The lense our brain uses shapes reality
In his 12 minutes talk Achor highlights the fact that the majority of news is not positive: murder, corruption, diseases, natural disasters. The consequence: With tongue in his cheek Achor calls it “the medical school syndrome”: “During the first year of medical training, as you read through a list of all the symptoms and diseases, suddenly you realise you have all of them.”
What Achor means is that not the reality shapes us, but the lens our brain sees the world around us. Consequently, when we choose another lens we see a different reality. We are the ones who choose. Are we looking at the world through a positive lens or a negative?
Achor suggests we are much better of choosing a positive lens: “90 percent of your long-term happiness is predicted … by the way your brain processes the world. … What we found is that only 25 per cent of job successes are predicted by IQ, 75 per cent of job successes are predicted by your optimism levels, your social support and your ability to see stress as a challenge instead of a threat.”
In other words: In succeeding to become more positive or happier, we automatically succeed to tap into our real potential. We are capable of working better and faster, act more intelligently and become more creative. In addition to that, if we are happier, our brain releases Dopamine. Dopamine has two tasks. On the one hand, it makes us even more happier, on the other hand it stimulates our learning centres in our brains, explains Achor. These learning centres enable us to adapt better to the world we live in.
As an expat you have to adapt all the time
This is exactly the reason why it is for us as expatriates – German, Austrians, Swiss citizens but also for expats from other nations who live in Australia – even more essential to adapt a positive mind set.

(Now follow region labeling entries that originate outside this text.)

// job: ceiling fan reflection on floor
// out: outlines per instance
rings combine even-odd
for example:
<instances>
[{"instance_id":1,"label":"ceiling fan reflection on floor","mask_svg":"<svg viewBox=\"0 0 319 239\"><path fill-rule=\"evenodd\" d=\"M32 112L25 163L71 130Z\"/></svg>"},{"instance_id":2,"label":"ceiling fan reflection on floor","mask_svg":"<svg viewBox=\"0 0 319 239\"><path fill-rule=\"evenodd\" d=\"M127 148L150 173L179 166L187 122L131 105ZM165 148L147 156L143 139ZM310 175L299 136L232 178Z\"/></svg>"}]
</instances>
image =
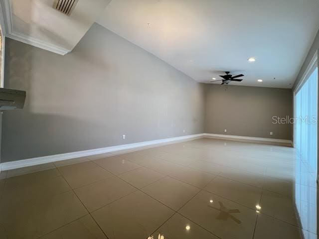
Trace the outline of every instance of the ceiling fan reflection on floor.
<instances>
[{"instance_id":1,"label":"ceiling fan reflection on floor","mask_svg":"<svg viewBox=\"0 0 319 239\"><path fill-rule=\"evenodd\" d=\"M223 78L222 79L221 79L221 80L216 80L215 81L212 81L210 82L217 82L217 81L222 81L222 82L221 83L221 85L224 85L224 84L227 85L228 83L230 83L232 81L237 81L237 82L240 82L241 81L243 80L243 79L236 79L236 78L238 78L239 77L242 77L243 76L245 76L242 74L241 74L240 75L237 75L237 76L233 76L232 75L230 75L229 74L229 73L230 72L229 72L229 71L226 71L225 73L226 73L226 75L225 75L224 76L219 76L222 78Z\"/></svg>"}]
</instances>

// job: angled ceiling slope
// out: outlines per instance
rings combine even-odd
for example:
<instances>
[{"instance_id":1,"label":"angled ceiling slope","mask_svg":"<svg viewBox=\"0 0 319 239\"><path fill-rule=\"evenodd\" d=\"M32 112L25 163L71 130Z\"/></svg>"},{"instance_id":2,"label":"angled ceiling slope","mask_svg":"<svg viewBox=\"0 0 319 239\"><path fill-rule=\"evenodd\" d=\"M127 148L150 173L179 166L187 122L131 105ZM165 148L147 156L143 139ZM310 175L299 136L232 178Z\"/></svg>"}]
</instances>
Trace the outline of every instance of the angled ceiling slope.
<instances>
[{"instance_id":1,"label":"angled ceiling slope","mask_svg":"<svg viewBox=\"0 0 319 239\"><path fill-rule=\"evenodd\" d=\"M53 52L72 51L111 0L79 0L68 16L56 0L0 0L6 37Z\"/></svg>"},{"instance_id":2,"label":"angled ceiling slope","mask_svg":"<svg viewBox=\"0 0 319 239\"><path fill-rule=\"evenodd\" d=\"M199 82L230 71L245 75L231 85L290 88L319 13L318 0L114 0L97 22Z\"/></svg>"}]
</instances>

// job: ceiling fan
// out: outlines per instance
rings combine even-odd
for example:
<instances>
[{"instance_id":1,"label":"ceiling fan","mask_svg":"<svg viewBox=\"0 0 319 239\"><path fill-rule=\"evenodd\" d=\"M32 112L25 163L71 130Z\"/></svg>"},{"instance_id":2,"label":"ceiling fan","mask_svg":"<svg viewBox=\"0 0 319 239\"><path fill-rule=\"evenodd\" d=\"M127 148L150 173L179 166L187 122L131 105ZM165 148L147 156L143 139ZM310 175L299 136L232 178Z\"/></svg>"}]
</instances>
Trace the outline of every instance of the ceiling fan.
<instances>
[{"instance_id":1,"label":"ceiling fan","mask_svg":"<svg viewBox=\"0 0 319 239\"><path fill-rule=\"evenodd\" d=\"M236 79L236 78L239 78L239 77L242 77L243 76L245 76L242 74L241 74L240 75L237 75L237 76L233 76L232 75L229 75L229 73L230 72L229 72L229 71L226 71L225 73L226 73L225 75L224 75L224 76L219 76L222 78L223 78L222 79L221 79L221 80L216 80L215 81L211 81L210 82L216 82L217 81L222 81L223 82L221 83L221 85L224 85L224 84L226 84L226 85L227 85L228 83L230 83L230 82L231 82L231 81L238 81L238 82L240 82L241 81L243 80L242 79Z\"/></svg>"}]
</instances>

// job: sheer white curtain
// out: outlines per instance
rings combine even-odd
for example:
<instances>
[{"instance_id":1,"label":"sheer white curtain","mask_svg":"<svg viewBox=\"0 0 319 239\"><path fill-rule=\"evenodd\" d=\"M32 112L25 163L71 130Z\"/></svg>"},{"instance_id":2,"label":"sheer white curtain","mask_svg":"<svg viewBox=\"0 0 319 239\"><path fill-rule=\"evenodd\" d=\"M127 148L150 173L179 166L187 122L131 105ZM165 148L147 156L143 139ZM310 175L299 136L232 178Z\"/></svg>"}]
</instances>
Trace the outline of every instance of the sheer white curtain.
<instances>
[{"instance_id":1,"label":"sheer white curtain","mask_svg":"<svg viewBox=\"0 0 319 239\"><path fill-rule=\"evenodd\" d=\"M295 201L306 239L317 233L318 76L317 67L295 95Z\"/></svg>"}]
</instances>

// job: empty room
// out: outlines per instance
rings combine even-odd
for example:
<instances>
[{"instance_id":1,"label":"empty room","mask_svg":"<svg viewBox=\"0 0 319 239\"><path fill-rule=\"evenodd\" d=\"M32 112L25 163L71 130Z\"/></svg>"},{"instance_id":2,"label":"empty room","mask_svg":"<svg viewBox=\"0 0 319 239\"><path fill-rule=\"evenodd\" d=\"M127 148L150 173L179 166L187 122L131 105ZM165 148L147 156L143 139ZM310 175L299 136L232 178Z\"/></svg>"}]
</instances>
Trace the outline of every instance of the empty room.
<instances>
[{"instance_id":1,"label":"empty room","mask_svg":"<svg viewBox=\"0 0 319 239\"><path fill-rule=\"evenodd\" d=\"M0 239L316 239L318 0L0 0Z\"/></svg>"}]
</instances>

More than any others who live in a familiar environment – may it be a country, a city, a village – that they know and grew up in – we as expats must adapt. Day in, day out. At first sight the Australian culture may appear so similar to the German, Austrian or Swiss culture. However, on second sight, who amongst us has not realised how huge the differences between these cultures really are?
We need to find our way in a new country. We need to cope with and adapt to a new culture. We need to learn, articulate and express ourselves in a new language that has by far more vocabulary and nuances than are listed in a dictionary or are taught in a classroom or at university.
Every single day our learning centres in our brains need to be switched on, so we adapt as quickly as possible to our new environment to live a life afar from our country of birth. And what is more: to enjoy that life as much as we had hoped, wished and planned for. This process is relevant for an expat who recently arrived just as much as it is for an expat who has been living in Australia for over 20 years. I know that first hand.
The conscious decision to choose the lens
The conscious choice of seeing the world through a positive lens is of utmost help, when it comes to cope and reduce the stress that comes with living in a foreign country – stress that is in most cases hopefully paired with a huge amount of joy and excitement.
It is the positive lens that also helps us to live through days that will almost inevitably let us feel our homesickness – some will feel it overwhelmingly strong, some just a little bit. Or on days when nothing goes according to plan and we feel exhausted. Normally, friends and family would catch and comfort you on these days, but for an expat they are often thousands of kilometres away.
It is then, when you must rely on yourself and pull out the positive lense to look through and adapt a positive mind set. And you must assess the value or rather non-value of positivity of a news that is broad to you through whatever channel. Bilingualism? Whether it protects you against Dementia or not: Speaking two or more languages is of huge positive value. That is what to focus on. End of story.